Samuel Paty a été tué, puis décapité parce qu'il avait montré des caricatures de Mahomet en classe lors d'un cours sur la liberté d'expression. "C’est extrêmement important de montrer le rôle de la connaissance, le rôle de la culture, le rôle de l’esprit critique", explique Christophe Capuano à France Inter, "et c’était extrêmement important qu’il ait le dernier mot face à l’obscurantisme."

Étudiant à l'époque, Samuel Paty a 21 ans. Après une prépa, il est en licence d'histoire et ce jeune homme "curieux de tout" s'attèle à un vaste chantier d'analyse de la couleur noire sur pas loin de deux siècles. Fasciné par "la dimension mystique ou onirique à laquelle renvoie cette couleur" et pétri d'"interrogations existentielles", il étudie ses représentations, dans la société comme dans l'art, et leurs évolutions.

"Une couleur ne signifie rien en soi__, c’est, pour le dire rapidement, l’interprétation que notre cerveau en fait qui lui donne un sens", écrit l'étudiant en introduction. Il répartit sa thèse en trois grandes parties, comme le veut la tradition. Grand un : l'ascension de l'usage du noir de 1815 à 1920, qui se stabilise dans les décennies suivantes. Grand deux : "un monde caché de symboles" et grand trois : la période 1960-1990 ou comment la révolution sociale amène de "nouveaux noirs" tels le blouson en cuir, le look gothique ou encore la modernité hi-fi.

De la soutane au blouson en cuir, une histoire de la couleur noire

Ainsi, de marqueur social pour les prêtres, les médecins et les hommes de justice au début du 19e siècle, le noir "a perdu une grande partie de son aura solennelle et imposante" selon Samuel Paty, qui s'intéresse à ses fonctions symbolique et emblématique. Il n'est plus un "organisateur de la société". En conclusion, l'auteur rappelle : "Le noir est aussi une couleur radicale, idéaliste. Il n’existe pas de nuances de noir.
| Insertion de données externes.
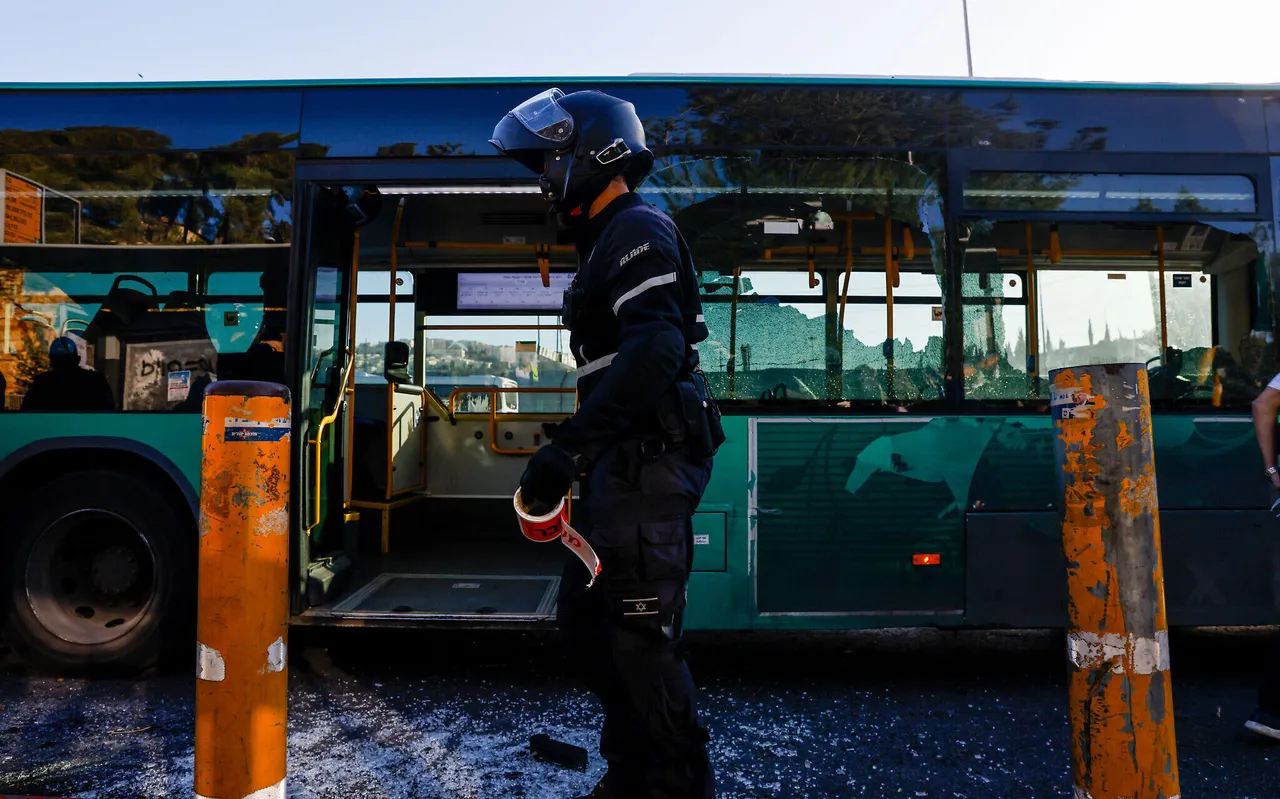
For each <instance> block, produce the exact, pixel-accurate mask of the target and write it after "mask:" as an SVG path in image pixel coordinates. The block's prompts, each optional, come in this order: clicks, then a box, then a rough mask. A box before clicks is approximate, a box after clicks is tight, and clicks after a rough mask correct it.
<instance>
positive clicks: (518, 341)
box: [294, 183, 576, 626]
mask: <svg viewBox="0 0 1280 799" xmlns="http://www.w3.org/2000/svg"><path fill="white" fill-rule="evenodd" d="M481 190H483V191H481ZM530 190H532V191H530ZM361 193H364V195H365V196H370V197H376V200H370V201H367V202H366V204H365V206H362V207H361V209H358V210H356V211H355V213H352V211H351V210H348V211H347V213H346V216H347V218H346V219H344V220H342V223H340V224H330V223H325V224H320V222H321V220H325V219H326V215H325V211H323V210H321V209H316V211H314V214H312V215H311V216H310V219H312V220H316V223H315V225H314V228H312V230H311V236H310V238H308V241H310V242H311V245H310V248H308V254H307V256H306V257H305V259H302V260H303V261H305V262H303V264H301V266H302V268H303V269H305V273H303V274H302V275H301V278H302V279H301V282H302V284H305V286H311V287H314V291H311V292H310V295H308V298H310V302H311V307H308V309H306V311H305V312H302V314H298V315H297V318H300V319H303V320H306V324H308V325H310V330H306V332H302V334H301V341H303V342H310V344H308V348H307V350H306V352H303V353H302V357H303V361H305V364H303V365H305V369H302V370H301V378H302V382H303V387H302V391H301V392H300V397H298V399H300V406H301V408H300V411H301V415H302V419H301V423H300V429H302V430H305V434H300V435H298V437H297V444H296V446H297V447H300V462H301V464H302V469H301V470H300V475H301V476H302V479H301V480H296V487H297V488H296V490H297V493H298V494H300V496H301V497H302V501H301V507H300V510H298V522H300V524H296V525H294V526H296V530H297V534H298V540H297V553H298V561H297V562H300V563H306V571H305V574H303V572H301V570H300V576H301V579H302V583H301V585H300V589H298V593H297V597H296V607H297V620H296V621H300V622H305V624H381V625H392V626H396V625H417V624H453V625H457V624H462V625H466V624H475V625H481V626H490V625H516V626H527V625H530V624H534V625H536V624H545V622H549V621H550V620H553V618H554V609H556V597H557V594H558V588H559V579H561V572H562V570H563V563H564V561H566V556H567V553H566V552H564V549H563V547H559V545H548V544H536V543H532V542H530V540H527V539H525V538H524V537H522V535H521V534H520V528H518V524H517V521H516V517H515V513H513V510H512V494H513V493H515V490H516V487H517V485H518V481H520V475H521V474H522V471H524V469H525V465H526V462H527V460H529V456H530V455H532V453H534V452H535V451H536V449H538V447H540V446H543V444H545V443H547V440H548V434H549V432H550V430H553V429H554V425H556V424H557V423H561V421H563V420H564V419H566V417H567V416H568V415H570V414H571V412H572V410H573V406H575V384H576V379H575V374H573V366H572V364H573V361H572V357H571V355H570V352H568V333H567V330H563V329H562V328H561V327H559V307H561V300H562V293H563V288H564V286H566V284H567V280H568V278H570V275H571V274H572V271H573V269H575V268H576V251H575V250H573V247H572V246H568V245H563V243H558V242H557V239H556V237H557V225H556V222H554V219H553V218H552V216H549V215H548V213H547V210H545V204H544V202H543V200H541V197H540V196H539V195H538V190H536V187H535V186H493V184H488V186H483V187H480V186H443V184H422V186H394V184H388V183H378V184H365V186H361V187H358V188H357V187H342V188H337V190H321V188H316V190H315V191H314V192H310V195H308V196H310V197H311V201H312V202H314V204H317V205H323V204H325V202H329V204H333V202H334V201H333V196H337V197H339V198H340V197H348V198H349V197H358V196H361ZM357 225H358V227H357Z"/></svg>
C’est pourquoi il évoque l’idée d’absolu", citant également ses identifications politiques de bords divers.

Pour autant, les enseignants de l'université de Lyon, dont Christophe Capuano qui a connu Paty à l'époque, avertissent en préface : le noir a beau être associé au sombre, "il ne faut cependant pas se méprendre : le choix de ce sujet ne correspond en rien à un tempérament saturnien ou dépressif". De même, la reproduction d'une œuvre macabre d'Odilon Redon en annexe, représentant une tête sans corps, ne tient en rien de la prescience. Et Olivier Faure de compléter pour France Inter : "il faut se garder de l'anachronisme et de réinterpréter ce texte à la lumière de ce qui s'est passé 25 ans après."